The Supreme Court ruled in 1984 that the courts could only overturn rulings that were “arbitrary and capricious, an abuse of discretion.” In other words, the courts would have to defer to the regulatory agencies in finding whether a ruling was justified. But the Republicans in the House passed a law that would allow the courts to rule without giving deference to the regulatory agencies. A Republican court could, for instance, overrule decisions of the Food and Drug Administration or the Environmental Protection Agency on concocted Constitutional grounds – say, by arguing that it violated the “takings” clause of the Constitution. That could cripple the regulatory agencies.
Martin Lobel, a Washington lawyer and expert in tax and regulatory policy, sent me an email explaining the Republican action:
On January 11, while everyone’s attention was focused on confirmation hearings and attempts to repeal Obamacare, the House passed The Regulatory Accountability Act of 2017 (H.R. 5) which would amend the Administrative Procedures Act to overturn the deference courts have given to administrative agency decisions by a vote of 238-183. I was told the Republican leadership was confident, since there are 114 judicial vacancies that they expect will be filled by “conservatives,” this change will significantly help to end “big government,” as will the new Administration’s appointees to the various regulatory bodies. BEWARE.
Marty’s admonition, “Beware,” should be taken very seriously. If the Senate passes this act, and President Trump signs it, federal agencies entrusted with enforcing the Clean Air Act or other landmark legislation, will no longer be able to do their job.
Update: We’ve gotten two interesting responses to my analysis of the Regulatory Accountability Act that House Republicans passed this week. Reader DP agrees with the “overall thrust of the article,” but says that I didn’t explain well how the courts could now overturn agency rulings. NP says that what is at issue is not whether the court can introduce Constitutional considerations, but whether it must accept an agency’s ruling on the basis of whether its decision-making process is “rational,” or whether it can substitute a new process of its own. NP writes,
Under the current deferential APA standards, such determinations are to be affirmed if they are rational or reasonable — the court is not empowered to decide what decision or approach is best, only whether the agency was rational. If such deference is removed by Congress, the court can then “substitute its own judgment” for that of the agency. That would be a big deal, a big change.

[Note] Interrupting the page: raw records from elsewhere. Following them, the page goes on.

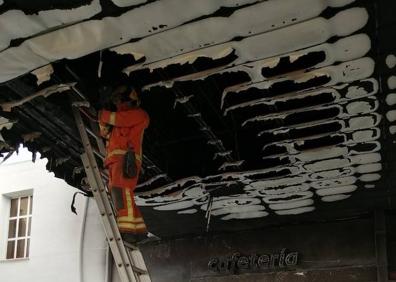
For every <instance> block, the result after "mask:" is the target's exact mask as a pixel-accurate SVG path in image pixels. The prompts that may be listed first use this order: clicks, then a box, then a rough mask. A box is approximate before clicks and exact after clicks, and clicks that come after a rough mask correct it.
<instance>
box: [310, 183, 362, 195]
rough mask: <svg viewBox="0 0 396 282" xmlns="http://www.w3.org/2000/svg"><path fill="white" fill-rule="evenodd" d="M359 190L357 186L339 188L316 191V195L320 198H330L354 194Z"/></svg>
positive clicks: (319, 189) (347, 185)
mask: <svg viewBox="0 0 396 282" xmlns="http://www.w3.org/2000/svg"><path fill="white" fill-rule="evenodd" d="M356 189H357V186H356V185H347V186H338V187H331V188H325V189H319V190H316V194H318V195H319V196H329V195H336V194H345V193H352V192H353V191H355V190H356Z"/></svg>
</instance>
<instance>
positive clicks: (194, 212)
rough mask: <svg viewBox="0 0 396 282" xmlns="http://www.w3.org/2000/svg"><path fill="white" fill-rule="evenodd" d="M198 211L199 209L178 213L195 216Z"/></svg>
mask: <svg viewBox="0 0 396 282" xmlns="http://www.w3.org/2000/svg"><path fill="white" fill-rule="evenodd" d="M197 212H198V210H197V209H188V210H182V211H178V212H177V213H178V214H194V213H197Z"/></svg>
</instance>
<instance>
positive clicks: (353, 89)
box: [224, 79, 378, 130]
mask: <svg viewBox="0 0 396 282" xmlns="http://www.w3.org/2000/svg"><path fill="white" fill-rule="evenodd" d="M367 81H370V82H371V83H372V85H373V90H372V91H367V90H365V89H364V88H363V87H356V86H353V87H349V85H348V84H343V85H341V86H332V87H322V88H319V89H315V90H313V91H312V90H308V91H301V92H297V93H292V94H291V93H287V94H284V95H280V96H277V97H263V98H260V99H257V100H251V101H248V102H244V103H241V104H237V105H233V106H230V107H227V108H225V110H224V115H227V114H228V113H229V112H230V111H233V110H236V109H241V108H247V109H248V108H249V107H250V106H257V105H267V106H273V105H276V104H277V103H286V102H287V101H289V100H291V99H293V100H296V99H304V98H307V97H314V96H317V95H320V94H323V93H331V94H332V96H333V97H334V101H333V103H337V104H343V103H345V102H347V101H348V100H354V99H358V98H363V97H368V96H371V95H374V94H376V93H377V92H378V83H377V81H375V80H372V79H368V80H362V82H367ZM345 88H347V92H346V94H344V93H342V94H341V90H345ZM333 103H331V104H333ZM317 106H319V104H318V105H316V107H317ZM306 109H309V108H307V107H305V108H304V110H306ZM293 111H295V110H290V111H289V112H293ZM289 128H290V127H288V128H285V129H282V130H288V129H289Z"/></svg>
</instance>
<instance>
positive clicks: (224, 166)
mask: <svg viewBox="0 0 396 282" xmlns="http://www.w3.org/2000/svg"><path fill="white" fill-rule="evenodd" d="M243 163H244V160H241V161H235V162H224V163H223V164H222V165H221V166H220V167H219V170H227V169H228V168H230V167H240V166H241V165H242V164H243Z"/></svg>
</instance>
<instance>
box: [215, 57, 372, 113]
mask: <svg viewBox="0 0 396 282" xmlns="http://www.w3.org/2000/svg"><path fill="white" fill-rule="evenodd" d="M374 66H375V62H374V60H373V59H371V58H368V57H364V58H360V59H357V60H354V61H349V62H346V63H342V64H339V65H335V66H329V67H324V68H320V69H316V70H312V71H309V72H306V73H297V74H290V75H289V76H286V77H282V78H277V79H271V80H265V81H261V82H255V83H247V84H240V85H238V86H232V87H229V88H226V89H225V90H224V92H223V95H222V102H221V106H222V107H223V105H224V101H225V99H226V97H227V95H228V93H229V92H236V93H239V92H241V91H244V90H247V89H249V88H252V87H254V88H257V89H267V90H268V89H270V88H271V87H272V86H273V85H274V84H276V83H280V82H284V81H294V82H303V81H307V80H311V79H314V78H317V77H321V76H323V75H327V76H328V77H329V78H330V81H329V82H328V83H326V84H324V86H328V85H335V84H337V83H346V82H352V81H355V80H360V79H364V78H367V77H369V76H371V75H372V74H373V72H374Z"/></svg>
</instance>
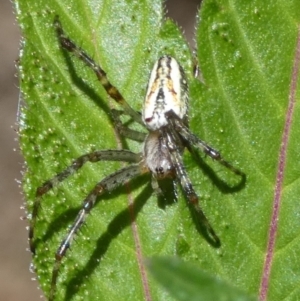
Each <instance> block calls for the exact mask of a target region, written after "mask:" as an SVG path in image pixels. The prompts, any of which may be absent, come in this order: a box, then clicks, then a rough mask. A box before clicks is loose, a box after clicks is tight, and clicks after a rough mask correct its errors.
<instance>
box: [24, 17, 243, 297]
mask: <svg viewBox="0 0 300 301" xmlns="http://www.w3.org/2000/svg"><path fill="white" fill-rule="evenodd" d="M54 26H55V29H56V33H57V37H58V40H59V43H60V45H61V47H62V48H63V49H65V50H67V51H69V52H72V53H73V54H74V55H75V56H76V57H78V58H79V59H80V60H82V61H83V62H84V63H85V64H86V65H87V66H88V67H89V68H91V69H92V70H93V71H94V73H95V74H96V76H97V78H98V80H99V81H100V83H101V84H102V86H103V87H104V88H105V90H106V92H107V94H108V95H109V96H110V97H111V98H112V99H114V100H115V101H116V102H117V103H118V104H119V105H120V106H121V107H122V109H123V110H122V111H118V110H113V111H112V116H113V119H114V121H115V123H116V126H117V128H118V130H119V132H120V134H121V135H122V136H124V137H128V138H131V139H133V140H136V141H143V142H144V144H143V148H142V150H141V152H140V153H133V152H131V151H129V150H125V149H124V150H98V151H93V152H91V153H88V154H85V155H82V156H81V157H79V158H77V159H76V160H74V161H73V163H72V164H71V165H70V166H69V167H67V168H66V169H65V170H63V171H62V172H60V173H58V174H57V175H55V176H54V177H53V178H52V179H50V180H48V181H46V182H45V183H44V184H43V185H42V186H40V187H38V188H37V190H36V199H35V201H34V204H33V210H32V216H31V220H30V227H29V228H30V229H29V245H30V250H31V252H32V253H33V254H35V248H36V246H35V240H34V230H35V225H36V221H37V216H38V212H39V208H40V203H41V199H42V197H43V195H44V194H46V193H47V192H48V191H49V190H51V189H52V188H53V187H55V186H57V185H58V184H59V183H60V182H62V181H63V180H65V179H66V178H67V177H69V176H71V175H72V174H74V173H75V172H77V171H78V170H79V169H80V168H81V167H82V166H83V165H84V164H85V163H87V162H98V161H122V162H127V163H131V164H130V165H128V166H126V167H123V168H121V169H120V170H118V171H116V172H114V173H112V174H111V175H109V176H107V177H105V178H104V179H103V180H101V181H100V182H98V183H97V184H96V185H95V187H94V188H93V189H92V191H91V192H90V193H89V194H88V195H87V197H86V198H85V199H84V201H83V205H82V208H81V210H80V211H79V213H78V215H77V217H76V219H75V221H74V223H73V225H72V226H71V227H70V229H69V230H68V233H67V235H66V237H65V238H64V240H63V241H62V242H61V244H60V246H59V248H58V249H57V251H56V253H55V263H54V266H53V270H52V281H51V287H50V293H49V300H50V301H53V300H54V298H55V291H56V282H57V277H58V273H59V268H60V265H61V261H62V259H63V257H64V256H65V254H66V252H67V250H68V249H69V248H70V244H71V242H72V239H73V238H74V236H75V234H76V233H77V232H78V230H79V229H80V227H81V226H82V224H83V223H84V221H85V219H86V217H87V215H88V214H89V213H90V211H91V210H92V209H93V207H94V205H95V203H96V202H97V198H98V197H99V196H101V195H103V194H104V193H105V192H110V191H112V190H114V189H115V188H116V187H117V186H119V185H123V184H125V183H126V182H127V181H129V180H131V179H132V178H134V177H137V176H139V175H142V174H146V173H151V174H152V187H153V189H154V191H156V192H157V193H160V188H159V185H158V181H159V180H161V179H164V178H172V179H175V180H177V181H178V182H179V183H180V186H181V188H182V191H183V193H184V195H185V197H186V199H187V202H188V203H189V205H191V206H192V207H193V208H194V210H195V212H196V213H197V214H198V217H199V219H200V220H201V223H202V224H203V226H204V227H205V229H206V231H207V233H208V234H209V235H210V236H211V237H212V238H213V239H214V241H216V242H217V243H218V242H219V238H218V236H217V235H216V234H215V232H214V230H213V228H212V227H211V225H210V224H209V222H208V219H207V218H206V216H205V215H204V213H203V211H202V209H201V207H200V206H199V198H198V196H197V194H196V192H195V190H194V187H193V184H192V183H191V181H190V179H189V176H188V174H187V172H186V168H185V166H184V164H183V159H182V154H183V151H184V149H185V148H187V149H188V150H189V151H190V152H192V151H193V149H197V150H201V151H203V152H204V153H205V154H207V155H208V156H210V157H211V158H212V159H214V160H217V161H218V162H219V163H221V164H222V165H224V166H225V167H226V168H228V169H230V170H231V171H232V172H234V173H235V174H237V175H239V176H242V177H243V176H244V174H243V173H242V172H241V171H240V170H238V169H237V168H235V167H233V166H232V165H231V164H230V163H229V162H227V161H225V160H224V159H223V158H222V157H221V155H220V153H219V152H218V151H217V150H215V149H214V148H212V147H211V146H209V145H208V144H206V143H205V142H204V141H202V140H201V139H199V138H198V137H197V136H196V135H194V134H193V133H192V132H191V131H190V130H189V125H188V100H189V94H188V85H187V80H186V76H185V73H184V70H183V68H182V67H181V66H180V64H179V63H178V62H177V61H176V59H175V58H173V57H171V56H169V55H164V56H162V57H160V58H159V59H158V60H157V61H156V63H155V64H154V67H153V69H152V71H151V74H150V78H149V82H148V86H147V92H146V96H145V100H144V105H143V111H142V114H139V113H138V112H136V111H134V110H133V109H132V108H131V107H130V106H129V105H128V103H127V102H126V100H125V99H124V98H123V96H122V95H121V93H120V92H119V91H118V89H117V88H116V87H114V86H113V85H112V84H111V83H110V82H109V80H108V78H107V76H106V73H105V72H104V71H103V70H102V68H101V67H100V66H99V65H97V64H96V62H95V61H94V60H93V59H92V58H91V57H90V56H89V55H88V54H87V53H86V52H85V51H84V50H83V49H82V48H80V47H78V46H77V45H76V44H75V43H74V42H73V41H72V40H71V39H69V38H68V37H67V36H66V35H65V33H64V30H63V28H62V25H61V23H60V21H59V18H58V16H56V17H55V19H54ZM121 114H125V115H128V116H129V117H131V118H132V119H133V121H135V122H137V123H139V124H141V125H143V126H144V127H145V128H146V129H147V130H148V134H144V133H141V132H138V131H135V130H132V129H129V128H127V127H126V126H125V125H123V124H122V122H121V119H120V116H121Z"/></svg>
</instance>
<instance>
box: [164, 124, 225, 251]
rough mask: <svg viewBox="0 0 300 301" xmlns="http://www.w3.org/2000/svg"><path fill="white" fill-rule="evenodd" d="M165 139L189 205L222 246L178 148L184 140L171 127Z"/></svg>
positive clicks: (216, 239) (211, 235)
mask: <svg viewBox="0 0 300 301" xmlns="http://www.w3.org/2000/svg"><path fill="white" fill-rule="evenodd" d="M163 137H164V141H165V145H166V146H167V148H168V150H169V152H170V158H171V161H172V164H173V166H174V168H175V171H176V178H177V180H178V181H179V182H180V185H181V187H182V190H183V193H184V195H185V197H186V199H187V201H188V203H189V205H191V206H193V208H194V209H195V211H196V213H197V214H198V217H199V218H200V220H201V222H202V224H203V226H205V228H206V230H207V232H208V234H210V237H211V238H212V240H213V241H214V243H215V244H216V245H220V239H219V237H218V236H217V234H216V233H215V231H214V230H213V228H212V226H211V225H210V223H209V221H208V219H207V217H206V216H205V214H204V212H203V211H202V209H201V207H200V205H199V197H198V195H197V193H196V192H195V190H194V187H193V185H192V182H191V180H190V178H189V176H188V174H187V172H186V169H185V167H184V164H183V160H182V154H181V153H182V152H181V150H180V149H179V147H178V145H180V144H181V143H182V139H181V138H180V137H179V135H178V134H177V133H176V131H175V130H174V129H173V128H172V127H171V126H170V125H169V126H168V127H167V129H166V130H164V131H163Z"/></svg>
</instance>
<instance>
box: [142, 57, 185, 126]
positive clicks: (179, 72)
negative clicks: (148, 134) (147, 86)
mask: <svg viewBox="0 0 300 301" xmlns="http://www.w3.org/2000/svg"><path fill="white" fill-rule="evenodd" d="M171 110H172V111H173V112H174V113H175V114H176V115H177V116H178V117H179V118H180V119H185V118H187V111H188V86H187V81H186V77H185V74H184V71H183V69H182V67H181V66H180V65H179V63H178V62H177V61H176V60H175V59H174V58H172V57H170V56H167V55H165V56H162V57H161V58H160V59H158V60H157V62H156V63H155V65H154V67H153V69H152V72H151V74H150V79H149V83H148V88H147V93H146V97H145V101H144V107H143V122H144V124H145V126H146V127H147V128H148V129H149V130H150V131H156V130H158V129H160V128H161V127H163V126H166V125H167V124H168V120H167V118H166V117H165V113H167V112H169V111H171Z"/></svg>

Reader DB doesn’t accept the thrust of my article and accuses me of echoing “what comes out of Trump’s mouth.” DB says he says agencies on behalf of public interest groups that want to enforce, say, the Endangered Species Act. He says the Republican law would make it “potentially easier for citizens to enforce these laws.”
If one sees the regulatory agencies as the problem, and if most of the suits brought against them were by public interest organizations, then DB would have a point. But what the law – passed by a party-line Republican vote – would do is to make it easer for businesses and their lobbies like the Competitive Enterprise Institute (a leading backer of the legislation) to overturn applications of major legislation like the Clean Air Act. That’s why Public Citizen and all but five Democrats opposed the law. Thanks to both NP and DB for their responses.